Perhaps it has something to do with Jesus – but if so, what?  That he was born of a virgin?  That he performed miracles?  That he died and rose again?  That he ascended to the Father?  Or all of the above, like in the creeds?

Maybe it is more to do with what God does to us, rather than something we believe.

But by the time you’ve run through all those things in your head, the person who asked has probably lost interest, and wandered off because of the glazed expression on your face.

So what should you say?

Adoption

One of the best books I have ever read, is called Knowing God by JI Packer, who is a British-born Canadian theologian and pastor.  He says this about the Christian faith:

You sum up the whole of New Testament religion if you describe it as the knowledge of God as one’s holy Father.  If you want to judge how well a person understands Christianity, find out how much he makes of the thought of being God’s child, and having God as his Father.  If this is not the thought that prompts and controls his worship and prayers and his whole outlook on life, it means that he does not understand Christianity very well at all.

For everything that Christ taught, everything that makes the New Testament new, and better than the Old, everything that is distinctively Christian as opposed to merely Jewish, is summed up in the knowledge of the Fatherhood of God.  ‘Father’ is the Christian name for God.  Our understanding of Christianity cannot be better than our grasp of adoption.

JI Packer, Knowing God, ??

For Packer, like Paul (as we are about to discover), the true heart of Christianity is not in articles of faith, or good and kind behaviour, but in a relationship: God as our Father and us as his children.

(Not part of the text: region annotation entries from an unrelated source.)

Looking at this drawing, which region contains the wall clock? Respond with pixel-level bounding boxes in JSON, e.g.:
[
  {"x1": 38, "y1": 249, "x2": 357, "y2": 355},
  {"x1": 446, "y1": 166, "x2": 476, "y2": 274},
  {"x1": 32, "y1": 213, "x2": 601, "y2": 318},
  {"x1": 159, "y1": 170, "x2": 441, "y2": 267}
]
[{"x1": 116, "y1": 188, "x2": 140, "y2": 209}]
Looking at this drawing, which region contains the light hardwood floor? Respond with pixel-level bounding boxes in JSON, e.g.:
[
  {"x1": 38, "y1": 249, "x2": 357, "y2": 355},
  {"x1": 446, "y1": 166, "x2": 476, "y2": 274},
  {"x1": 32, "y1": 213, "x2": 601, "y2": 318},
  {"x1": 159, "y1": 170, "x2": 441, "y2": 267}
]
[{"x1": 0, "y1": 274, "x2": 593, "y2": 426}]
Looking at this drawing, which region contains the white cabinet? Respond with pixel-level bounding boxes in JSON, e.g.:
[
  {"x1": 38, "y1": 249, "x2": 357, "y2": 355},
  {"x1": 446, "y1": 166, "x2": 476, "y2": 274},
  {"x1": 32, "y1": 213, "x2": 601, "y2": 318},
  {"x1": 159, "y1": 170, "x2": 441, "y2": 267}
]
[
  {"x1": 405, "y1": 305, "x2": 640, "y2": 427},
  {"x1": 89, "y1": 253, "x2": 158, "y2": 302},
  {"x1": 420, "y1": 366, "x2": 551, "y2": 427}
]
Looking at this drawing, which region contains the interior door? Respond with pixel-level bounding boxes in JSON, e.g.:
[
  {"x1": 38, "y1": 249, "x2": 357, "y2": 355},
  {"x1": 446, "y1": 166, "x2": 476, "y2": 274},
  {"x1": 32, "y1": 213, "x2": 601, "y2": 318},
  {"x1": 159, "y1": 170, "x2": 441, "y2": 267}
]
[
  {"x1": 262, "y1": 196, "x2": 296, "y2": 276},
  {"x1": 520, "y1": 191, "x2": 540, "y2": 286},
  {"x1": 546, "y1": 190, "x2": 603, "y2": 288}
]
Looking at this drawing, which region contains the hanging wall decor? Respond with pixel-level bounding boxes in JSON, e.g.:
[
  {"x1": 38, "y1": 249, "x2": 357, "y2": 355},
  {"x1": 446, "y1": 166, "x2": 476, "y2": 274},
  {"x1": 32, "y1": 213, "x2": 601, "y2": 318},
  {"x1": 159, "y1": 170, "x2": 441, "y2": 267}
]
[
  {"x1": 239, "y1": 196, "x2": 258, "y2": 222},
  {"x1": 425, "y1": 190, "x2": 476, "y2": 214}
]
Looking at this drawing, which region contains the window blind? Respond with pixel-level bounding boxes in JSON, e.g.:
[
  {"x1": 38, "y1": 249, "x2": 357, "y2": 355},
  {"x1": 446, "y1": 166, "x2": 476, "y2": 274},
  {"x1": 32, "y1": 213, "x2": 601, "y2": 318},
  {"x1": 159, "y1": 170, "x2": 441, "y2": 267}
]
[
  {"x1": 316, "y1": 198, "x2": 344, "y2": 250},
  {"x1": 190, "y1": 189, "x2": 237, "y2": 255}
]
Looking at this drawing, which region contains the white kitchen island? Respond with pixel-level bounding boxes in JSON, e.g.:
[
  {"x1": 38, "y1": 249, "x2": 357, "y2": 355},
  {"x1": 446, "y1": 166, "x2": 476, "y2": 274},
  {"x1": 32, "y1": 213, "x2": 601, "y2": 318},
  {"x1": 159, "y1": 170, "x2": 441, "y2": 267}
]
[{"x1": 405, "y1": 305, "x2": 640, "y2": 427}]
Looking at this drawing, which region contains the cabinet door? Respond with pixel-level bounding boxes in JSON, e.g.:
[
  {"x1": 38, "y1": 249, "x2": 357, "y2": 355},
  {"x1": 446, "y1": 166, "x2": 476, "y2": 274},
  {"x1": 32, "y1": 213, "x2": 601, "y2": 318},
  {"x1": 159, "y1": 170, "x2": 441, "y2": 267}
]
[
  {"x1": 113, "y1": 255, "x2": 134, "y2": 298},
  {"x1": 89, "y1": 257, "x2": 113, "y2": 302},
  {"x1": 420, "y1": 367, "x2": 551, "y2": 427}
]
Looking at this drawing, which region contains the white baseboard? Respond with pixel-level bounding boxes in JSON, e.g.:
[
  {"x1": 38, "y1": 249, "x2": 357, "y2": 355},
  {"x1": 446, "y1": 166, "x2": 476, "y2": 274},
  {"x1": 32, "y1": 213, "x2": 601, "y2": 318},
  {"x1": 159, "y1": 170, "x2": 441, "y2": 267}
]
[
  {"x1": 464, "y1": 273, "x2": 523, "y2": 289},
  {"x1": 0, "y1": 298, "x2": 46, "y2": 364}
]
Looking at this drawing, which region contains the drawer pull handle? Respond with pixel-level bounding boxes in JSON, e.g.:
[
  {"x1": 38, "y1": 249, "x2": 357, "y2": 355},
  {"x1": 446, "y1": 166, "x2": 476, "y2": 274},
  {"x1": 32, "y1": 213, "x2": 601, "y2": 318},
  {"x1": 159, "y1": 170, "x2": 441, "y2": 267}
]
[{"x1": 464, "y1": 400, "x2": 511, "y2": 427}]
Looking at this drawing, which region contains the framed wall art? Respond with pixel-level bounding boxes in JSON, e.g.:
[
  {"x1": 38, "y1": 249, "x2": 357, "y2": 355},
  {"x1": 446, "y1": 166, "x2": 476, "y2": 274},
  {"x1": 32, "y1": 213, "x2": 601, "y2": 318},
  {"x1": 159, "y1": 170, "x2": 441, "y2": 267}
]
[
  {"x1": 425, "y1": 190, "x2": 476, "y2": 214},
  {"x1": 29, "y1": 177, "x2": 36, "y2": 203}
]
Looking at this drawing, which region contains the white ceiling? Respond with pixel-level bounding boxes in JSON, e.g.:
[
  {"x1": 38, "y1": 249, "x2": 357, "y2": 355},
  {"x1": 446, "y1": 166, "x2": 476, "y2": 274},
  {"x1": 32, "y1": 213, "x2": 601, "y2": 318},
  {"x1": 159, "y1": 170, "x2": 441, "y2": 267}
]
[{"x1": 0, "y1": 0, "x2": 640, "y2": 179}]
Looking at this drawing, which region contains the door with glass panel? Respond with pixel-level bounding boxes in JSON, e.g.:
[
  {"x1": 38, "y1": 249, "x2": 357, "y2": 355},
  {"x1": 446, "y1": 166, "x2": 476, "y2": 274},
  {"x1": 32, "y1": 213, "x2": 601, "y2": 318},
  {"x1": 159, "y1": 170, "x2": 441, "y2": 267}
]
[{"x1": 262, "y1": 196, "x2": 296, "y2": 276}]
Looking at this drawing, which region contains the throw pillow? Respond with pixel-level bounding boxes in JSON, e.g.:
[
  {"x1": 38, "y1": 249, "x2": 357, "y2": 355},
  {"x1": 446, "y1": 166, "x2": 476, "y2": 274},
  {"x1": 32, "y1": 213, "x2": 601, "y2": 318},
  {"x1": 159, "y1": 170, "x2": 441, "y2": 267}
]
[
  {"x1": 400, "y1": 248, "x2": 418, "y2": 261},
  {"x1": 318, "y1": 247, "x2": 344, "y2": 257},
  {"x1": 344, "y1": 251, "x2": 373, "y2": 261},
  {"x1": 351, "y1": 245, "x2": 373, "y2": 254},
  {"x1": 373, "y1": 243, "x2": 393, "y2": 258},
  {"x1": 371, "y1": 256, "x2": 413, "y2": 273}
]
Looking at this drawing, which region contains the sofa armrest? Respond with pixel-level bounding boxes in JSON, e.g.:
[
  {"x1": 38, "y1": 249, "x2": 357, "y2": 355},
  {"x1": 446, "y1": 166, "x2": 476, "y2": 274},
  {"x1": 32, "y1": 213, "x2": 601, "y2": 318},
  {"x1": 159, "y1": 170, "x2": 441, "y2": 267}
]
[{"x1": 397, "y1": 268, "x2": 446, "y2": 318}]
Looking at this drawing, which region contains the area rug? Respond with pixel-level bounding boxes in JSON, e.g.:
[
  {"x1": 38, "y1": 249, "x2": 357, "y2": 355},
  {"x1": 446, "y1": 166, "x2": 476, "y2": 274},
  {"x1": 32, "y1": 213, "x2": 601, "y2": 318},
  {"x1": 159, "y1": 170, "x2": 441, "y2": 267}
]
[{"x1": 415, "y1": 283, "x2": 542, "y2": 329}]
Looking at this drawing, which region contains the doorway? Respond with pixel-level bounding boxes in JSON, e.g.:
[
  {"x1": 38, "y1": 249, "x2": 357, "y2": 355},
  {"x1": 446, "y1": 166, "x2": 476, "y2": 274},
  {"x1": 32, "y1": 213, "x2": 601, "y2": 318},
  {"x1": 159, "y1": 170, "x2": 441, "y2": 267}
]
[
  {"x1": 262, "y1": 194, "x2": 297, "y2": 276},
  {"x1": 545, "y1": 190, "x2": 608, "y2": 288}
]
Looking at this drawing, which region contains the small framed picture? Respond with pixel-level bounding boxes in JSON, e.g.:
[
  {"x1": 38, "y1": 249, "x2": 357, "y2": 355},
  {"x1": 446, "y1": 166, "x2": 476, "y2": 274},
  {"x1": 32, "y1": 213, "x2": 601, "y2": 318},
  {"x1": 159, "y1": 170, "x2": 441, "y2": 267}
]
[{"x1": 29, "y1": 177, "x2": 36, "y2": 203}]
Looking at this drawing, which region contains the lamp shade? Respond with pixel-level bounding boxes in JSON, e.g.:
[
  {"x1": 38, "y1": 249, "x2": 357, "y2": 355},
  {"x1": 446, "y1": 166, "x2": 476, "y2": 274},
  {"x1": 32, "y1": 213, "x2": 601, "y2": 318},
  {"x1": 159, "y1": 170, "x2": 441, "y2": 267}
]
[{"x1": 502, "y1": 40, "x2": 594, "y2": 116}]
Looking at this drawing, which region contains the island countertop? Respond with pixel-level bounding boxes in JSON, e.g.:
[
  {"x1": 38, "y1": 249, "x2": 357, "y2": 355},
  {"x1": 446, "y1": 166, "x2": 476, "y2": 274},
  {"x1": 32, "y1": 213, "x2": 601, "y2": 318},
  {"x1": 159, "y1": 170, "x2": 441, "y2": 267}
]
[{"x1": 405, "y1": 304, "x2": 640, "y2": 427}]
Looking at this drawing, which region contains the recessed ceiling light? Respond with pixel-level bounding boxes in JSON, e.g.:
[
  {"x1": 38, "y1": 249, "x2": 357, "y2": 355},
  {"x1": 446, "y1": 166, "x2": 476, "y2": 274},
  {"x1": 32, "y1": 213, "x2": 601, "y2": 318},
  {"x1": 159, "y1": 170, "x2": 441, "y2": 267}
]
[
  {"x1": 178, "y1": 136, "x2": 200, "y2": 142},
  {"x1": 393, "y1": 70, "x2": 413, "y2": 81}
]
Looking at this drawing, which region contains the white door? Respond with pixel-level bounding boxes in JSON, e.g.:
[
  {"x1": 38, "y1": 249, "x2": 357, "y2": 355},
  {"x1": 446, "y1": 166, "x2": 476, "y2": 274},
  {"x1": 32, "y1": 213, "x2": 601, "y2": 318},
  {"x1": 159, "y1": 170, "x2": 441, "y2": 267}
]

And that is what Paul is talking about in those short verses we heard, from Galatians.  They sum up, rather neatly I have to say, what the Christian faith is all about.

‘That we might receive’

He begins (4): when the set time had fully come.  This was no whim, or spur-of-the-moment decision.  God did not send his one and only Son, in the same way that we might decide which pair of socks to wear in the morning.

No: it was part of God’s plan all along.  Things don’t happen to God unexpectedly or by accident.  He is in ultimate control of history, he is above, beyond and yet within it, moving it, shaping it.

So, when the time was perfect (4), God sent his Son, born of a woman, born under the law.  The New Testament is very clear on this: Jesus was truly one of us.  He wasn’t pretending, like the Greek gods who would take on human form to trick people.  Jesus was 100% human being.  He had a mum, and he had to obey the law, just like you and me.  He even had to pay his taxes!

But why?  Paul continues (5): to redeem those under the law.  Jesus came to set us free, to pay the redemption-price so we would no longer be slaves to our sin.  And that is a wonderful truth!  Because of Jesus we are freed and put right with God, instead of deserving punishment.  If you are a Christian, you are completely and fully forgiven.

And a lot of the time, we Christians stop there, as if that’s all there is.  Don’t get me wrong, forgiveness is great, but it does go hand-in-hand with my failure, with my need for that forgiveness.  It’s so common for Christians to feel tremendous guilt – after all, we are those who know that our sins are so bad, Jesus had to die on the cross to pay the price for them.

But that’s sad – and actually downright wrong – because Paul doesn’t stop there.  So neither should we.

When the set time had fully come, God sent his Son, born of a woman, born under the law, to redeem those under the law, that we might receive adoption to sonship.

Galatians 4.4-5 (NIV), emphasis added

Jesus redeemed us so that we might adopted into God’s families, adopted to sonship.  Paul doesn’t mean we will all be boys, but that we have all the rights and privileges of the male heir

You see, Prince William and Prince Harry are, on the one hand, exactly the same.  They are both sons of Prince Charles, they are both princes.  But on the other hand, they couldn’t be more different.  Prince William will, one day, be king.  Harry will not – barring a tragedy.  They are both sons, but only one is an heir.

And yet, with God, and through Jesus, we are all not only children of God but also heirs: every single one of us gets the rights and benefits of being the heir - all because God is so abundantly generous in Jesus!